The Democratic strategy is aimed at moving impeachment forward quickly and not allowing the Administration’s refusal to cooperate to drag out the process. Democrats would prefer to wrap up the impeachment before the primaries begin early next year.
However, the ruling against the Administration in the McGahn case means that Democrats now have a choice to make. They can either press forward with impeachment based on current evidence or they can sue to force testimony from Trump’s inner circle and gamble that courts will resolve the issue quickly.
The nation is closely divided on impeachment and further incriminating testimony from witnesses with direct knowledge of Trump’s orders could help to build support for impeaching and removing the president. The clock is ticking, however, and voters deserve a resolution to the impeachment crisis before they go to the polls next November. The best solution would be for the White House to read the writing on the wall and allow staffers to testify, especially if they have testimony that would exonerate Mr. Trump.

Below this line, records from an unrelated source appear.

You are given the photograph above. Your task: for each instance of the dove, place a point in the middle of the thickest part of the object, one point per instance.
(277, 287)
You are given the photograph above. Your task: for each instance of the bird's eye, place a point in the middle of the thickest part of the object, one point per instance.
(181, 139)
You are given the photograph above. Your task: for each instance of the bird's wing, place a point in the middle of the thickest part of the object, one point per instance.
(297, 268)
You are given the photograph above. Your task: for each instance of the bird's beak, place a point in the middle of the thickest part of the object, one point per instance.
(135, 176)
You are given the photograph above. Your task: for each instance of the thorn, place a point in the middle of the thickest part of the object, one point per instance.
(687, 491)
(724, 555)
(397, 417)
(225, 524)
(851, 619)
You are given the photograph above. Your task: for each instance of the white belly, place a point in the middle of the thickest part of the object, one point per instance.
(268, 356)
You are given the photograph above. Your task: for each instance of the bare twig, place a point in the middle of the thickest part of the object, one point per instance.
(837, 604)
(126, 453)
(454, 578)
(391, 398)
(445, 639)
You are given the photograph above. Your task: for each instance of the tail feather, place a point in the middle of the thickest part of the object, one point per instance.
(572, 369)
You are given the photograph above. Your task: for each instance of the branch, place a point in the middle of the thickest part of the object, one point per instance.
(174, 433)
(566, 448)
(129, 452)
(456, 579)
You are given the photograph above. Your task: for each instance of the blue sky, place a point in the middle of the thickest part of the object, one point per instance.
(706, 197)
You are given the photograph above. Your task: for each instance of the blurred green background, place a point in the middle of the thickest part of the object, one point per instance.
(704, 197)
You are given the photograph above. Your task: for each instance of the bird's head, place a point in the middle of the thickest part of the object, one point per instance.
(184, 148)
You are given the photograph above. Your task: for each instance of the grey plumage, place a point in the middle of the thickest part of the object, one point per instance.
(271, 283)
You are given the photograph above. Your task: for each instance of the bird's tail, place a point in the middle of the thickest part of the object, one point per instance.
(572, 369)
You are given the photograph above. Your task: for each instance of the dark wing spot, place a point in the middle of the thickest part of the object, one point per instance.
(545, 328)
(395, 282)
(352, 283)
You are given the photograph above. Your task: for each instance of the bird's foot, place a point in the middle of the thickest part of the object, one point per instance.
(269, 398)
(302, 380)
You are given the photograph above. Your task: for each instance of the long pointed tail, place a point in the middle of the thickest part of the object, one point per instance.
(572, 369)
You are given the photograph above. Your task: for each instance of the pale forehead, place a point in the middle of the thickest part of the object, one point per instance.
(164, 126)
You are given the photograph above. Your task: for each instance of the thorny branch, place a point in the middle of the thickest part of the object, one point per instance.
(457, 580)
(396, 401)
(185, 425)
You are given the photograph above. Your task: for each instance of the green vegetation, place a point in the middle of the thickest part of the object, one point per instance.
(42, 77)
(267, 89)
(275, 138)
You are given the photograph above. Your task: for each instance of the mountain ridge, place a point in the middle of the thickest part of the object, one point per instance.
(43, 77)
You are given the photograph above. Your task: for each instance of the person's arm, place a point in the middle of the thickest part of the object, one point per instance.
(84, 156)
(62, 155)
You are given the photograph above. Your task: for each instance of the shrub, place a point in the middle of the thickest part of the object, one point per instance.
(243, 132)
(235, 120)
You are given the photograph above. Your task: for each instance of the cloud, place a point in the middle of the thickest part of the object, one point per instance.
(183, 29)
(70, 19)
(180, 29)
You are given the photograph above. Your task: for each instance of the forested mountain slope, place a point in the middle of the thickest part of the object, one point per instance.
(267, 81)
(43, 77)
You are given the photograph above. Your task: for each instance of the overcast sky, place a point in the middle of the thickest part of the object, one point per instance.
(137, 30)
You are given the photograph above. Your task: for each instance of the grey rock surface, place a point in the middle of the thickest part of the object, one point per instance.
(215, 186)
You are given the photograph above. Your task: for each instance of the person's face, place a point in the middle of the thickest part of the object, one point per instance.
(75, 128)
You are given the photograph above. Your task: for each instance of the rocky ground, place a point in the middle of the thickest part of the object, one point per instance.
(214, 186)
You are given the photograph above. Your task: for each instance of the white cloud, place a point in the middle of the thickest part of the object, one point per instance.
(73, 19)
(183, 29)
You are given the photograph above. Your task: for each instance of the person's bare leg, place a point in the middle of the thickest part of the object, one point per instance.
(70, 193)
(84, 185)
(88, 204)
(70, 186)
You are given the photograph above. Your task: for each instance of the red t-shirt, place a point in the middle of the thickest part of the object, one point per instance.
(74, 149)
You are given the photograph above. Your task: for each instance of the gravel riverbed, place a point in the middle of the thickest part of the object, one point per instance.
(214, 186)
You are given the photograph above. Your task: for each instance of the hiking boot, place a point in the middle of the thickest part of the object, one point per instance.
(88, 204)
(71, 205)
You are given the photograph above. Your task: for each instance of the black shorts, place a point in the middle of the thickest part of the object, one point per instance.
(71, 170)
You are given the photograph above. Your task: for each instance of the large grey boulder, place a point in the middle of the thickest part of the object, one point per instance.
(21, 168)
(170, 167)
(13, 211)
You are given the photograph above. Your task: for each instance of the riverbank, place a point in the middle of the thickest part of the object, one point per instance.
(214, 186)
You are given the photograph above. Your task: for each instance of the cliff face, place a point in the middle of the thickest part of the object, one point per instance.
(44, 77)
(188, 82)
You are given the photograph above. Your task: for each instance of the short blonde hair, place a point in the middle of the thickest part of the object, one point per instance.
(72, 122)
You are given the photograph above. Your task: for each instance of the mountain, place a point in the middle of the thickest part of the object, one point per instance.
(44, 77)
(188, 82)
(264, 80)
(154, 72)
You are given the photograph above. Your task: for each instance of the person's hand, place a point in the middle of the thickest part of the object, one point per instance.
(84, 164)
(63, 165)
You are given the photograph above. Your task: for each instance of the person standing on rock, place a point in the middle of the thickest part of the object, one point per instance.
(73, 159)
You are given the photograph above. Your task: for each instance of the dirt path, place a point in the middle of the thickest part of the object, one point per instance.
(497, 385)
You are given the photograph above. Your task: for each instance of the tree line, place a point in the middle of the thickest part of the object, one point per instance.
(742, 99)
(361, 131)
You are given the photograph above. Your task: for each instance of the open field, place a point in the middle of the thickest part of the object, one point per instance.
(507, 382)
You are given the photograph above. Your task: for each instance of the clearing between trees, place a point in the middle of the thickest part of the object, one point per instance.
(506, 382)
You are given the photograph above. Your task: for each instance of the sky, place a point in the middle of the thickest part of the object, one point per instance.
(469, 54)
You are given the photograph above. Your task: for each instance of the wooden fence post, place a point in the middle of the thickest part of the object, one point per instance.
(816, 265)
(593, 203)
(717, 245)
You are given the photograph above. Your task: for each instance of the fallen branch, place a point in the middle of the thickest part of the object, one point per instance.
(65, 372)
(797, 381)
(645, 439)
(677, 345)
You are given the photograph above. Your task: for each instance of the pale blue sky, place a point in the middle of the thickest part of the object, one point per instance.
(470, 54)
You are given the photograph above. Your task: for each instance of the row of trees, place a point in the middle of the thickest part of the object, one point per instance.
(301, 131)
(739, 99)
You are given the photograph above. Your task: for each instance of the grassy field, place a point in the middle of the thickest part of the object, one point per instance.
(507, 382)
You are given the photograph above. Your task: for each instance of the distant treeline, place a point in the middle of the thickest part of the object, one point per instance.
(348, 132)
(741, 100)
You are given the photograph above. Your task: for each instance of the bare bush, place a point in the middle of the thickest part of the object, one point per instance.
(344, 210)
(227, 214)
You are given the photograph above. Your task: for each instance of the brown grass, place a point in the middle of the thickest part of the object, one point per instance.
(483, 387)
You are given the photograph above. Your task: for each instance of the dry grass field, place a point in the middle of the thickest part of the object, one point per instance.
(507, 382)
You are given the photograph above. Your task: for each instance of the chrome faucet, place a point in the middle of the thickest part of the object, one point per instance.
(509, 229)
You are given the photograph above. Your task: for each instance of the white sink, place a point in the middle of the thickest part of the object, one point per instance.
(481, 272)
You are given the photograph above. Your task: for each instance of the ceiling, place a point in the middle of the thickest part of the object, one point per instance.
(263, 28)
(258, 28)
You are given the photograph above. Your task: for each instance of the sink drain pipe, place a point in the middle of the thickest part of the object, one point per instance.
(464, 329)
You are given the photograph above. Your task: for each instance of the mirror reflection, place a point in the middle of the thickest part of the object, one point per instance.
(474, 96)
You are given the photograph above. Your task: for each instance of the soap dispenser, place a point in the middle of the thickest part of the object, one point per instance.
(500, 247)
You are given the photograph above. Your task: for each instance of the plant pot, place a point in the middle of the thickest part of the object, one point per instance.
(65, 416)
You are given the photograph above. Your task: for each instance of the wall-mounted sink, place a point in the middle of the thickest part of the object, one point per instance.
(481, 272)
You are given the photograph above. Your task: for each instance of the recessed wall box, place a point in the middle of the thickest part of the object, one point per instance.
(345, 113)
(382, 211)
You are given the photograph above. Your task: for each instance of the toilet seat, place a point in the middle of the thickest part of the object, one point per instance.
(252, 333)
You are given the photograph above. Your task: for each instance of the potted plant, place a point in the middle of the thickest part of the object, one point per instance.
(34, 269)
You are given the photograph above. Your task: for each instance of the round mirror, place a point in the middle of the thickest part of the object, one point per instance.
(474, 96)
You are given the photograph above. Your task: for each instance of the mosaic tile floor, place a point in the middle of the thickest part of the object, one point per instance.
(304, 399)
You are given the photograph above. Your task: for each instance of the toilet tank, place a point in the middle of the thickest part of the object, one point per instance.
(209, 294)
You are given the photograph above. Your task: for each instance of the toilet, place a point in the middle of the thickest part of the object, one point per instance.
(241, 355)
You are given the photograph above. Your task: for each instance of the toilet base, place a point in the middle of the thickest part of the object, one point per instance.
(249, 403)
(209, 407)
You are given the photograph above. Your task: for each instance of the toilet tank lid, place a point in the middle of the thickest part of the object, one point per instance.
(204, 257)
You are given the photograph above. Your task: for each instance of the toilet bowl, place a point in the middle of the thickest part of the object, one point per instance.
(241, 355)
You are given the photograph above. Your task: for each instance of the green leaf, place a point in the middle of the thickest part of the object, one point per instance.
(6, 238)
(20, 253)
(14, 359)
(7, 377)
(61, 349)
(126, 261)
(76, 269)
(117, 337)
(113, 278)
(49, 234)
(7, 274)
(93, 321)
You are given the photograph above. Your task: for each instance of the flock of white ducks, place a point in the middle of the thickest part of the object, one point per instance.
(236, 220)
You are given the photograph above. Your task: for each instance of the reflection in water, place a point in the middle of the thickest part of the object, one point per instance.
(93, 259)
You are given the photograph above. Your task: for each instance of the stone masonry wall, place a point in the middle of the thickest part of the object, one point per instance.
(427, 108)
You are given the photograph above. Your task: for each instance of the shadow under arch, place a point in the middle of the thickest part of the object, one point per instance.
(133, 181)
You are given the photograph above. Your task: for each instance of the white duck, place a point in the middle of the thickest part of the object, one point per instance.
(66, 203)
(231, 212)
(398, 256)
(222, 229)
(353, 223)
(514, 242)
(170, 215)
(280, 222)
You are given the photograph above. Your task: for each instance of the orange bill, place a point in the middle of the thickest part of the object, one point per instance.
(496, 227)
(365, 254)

In a statement announcing its appeal, the Department of Justice said the ruling “contradicts longstanding legal precedent established by Administrations of both political parties. We will appeal and are confident that the important constitutional principle advanced by the Administration will be vindicated.”
However, Judge Jackson’s ruling is compelling. “Stated simply,” she wrote, “The primary takeaway from the past 250 years of recorded American history is that presidents are not kings.”